Plantation firms merged
Plantation firms merged
The merger of the 26 state plantation companies (PTPs) was finally completed on Monday, almost two years after the firms were to be realigned into nine groups in May, 1994, in the first phase of what the government calls the overall reform of the PTPs. Additional changes made after the grouping resulted in the establishment of 14 PTPs (called PTP Nusantara), instead of nine as originally planned. The changes were made after the ministry decided to separate the PTPs in Central and East Java which produce sugar-- a commodity controlled by the government-- from those which cultivate other crops, and to set up two completely new PTPs in Kalimantan and Riau in the central part of Sumatra.
Minister of Agriculture Sjarifuddin Baharsyah said merging the PTPs was designed to improve management and to strengthen the structure and efficiency of the plantations to enable them to eventually qualify for stock exchange listings.
Sjarifuddin, however, did not state what further reforms will be taken. Hopefully, the government will not consider the merger as the completion of the reform process. The merger should be only one component of the PTP rehabilitation.
Several other factors are more crucial to improving the PTPs' efficiency and competitiveness. The state companies will have to compete against private plantation companies and those in other ASEAN countries, notably Malaysia and Thailand, when the ASEAN free trade area starts in 2003.
The merger will not improve efficiency and competitiveness if the new PTPs are not granted management autonomy with clear-cut performance evaluation and incentive systems, as well as independent supervisors. The new PTPs will not achieve this main reform objective if the ministries of finance and agriculture, and the local administrations continue to intervene in the companies' daily operations.
Hence, further reforms should include the decentralization of the decision-making process in PTPs, and the clarification of the roles of the Ministry of Finance, the Ministry of Agriculture, and the board of commissioners.
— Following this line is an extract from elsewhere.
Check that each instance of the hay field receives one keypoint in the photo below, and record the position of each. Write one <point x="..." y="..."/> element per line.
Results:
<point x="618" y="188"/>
Of no less importance is relieving PTPs from their conflicting social and commercial tasks -- a main reason the plantations are inefficient.
If PTPs continue to be shackled by several layers of bureaucratic supervision the managers will become inert and complacent.
At present, the management of a PTP is required to deal with external supervisors at the special bureau of state companies at the agriculture ministry and the Directorate General of State- owned Companies at the finance ministry, and the internal board of commissioners. How a PTP manager can concentrate on leading the company while answering to so many different supervisors is beyond comprehension. No wonder the World Bank, local agrobusiness researchers and the association of plantation companies all conclude in recent studies that PTP production costs are between 35% and 50% higher than those of private plantations companies.
It is therefore imperative the managers of the 14 new PTPs be granted full management autonomy. External supervision should be limited to the assessment of the five year corporate working plan, individual annual working programs, and the individual annual reports which have been audited by the Government Audit Agency. Daily supervision need only be done by the board of commissioners.
This reform would relieve PTP management from its bureaucratic chains and enable it to achieve the government's objectives.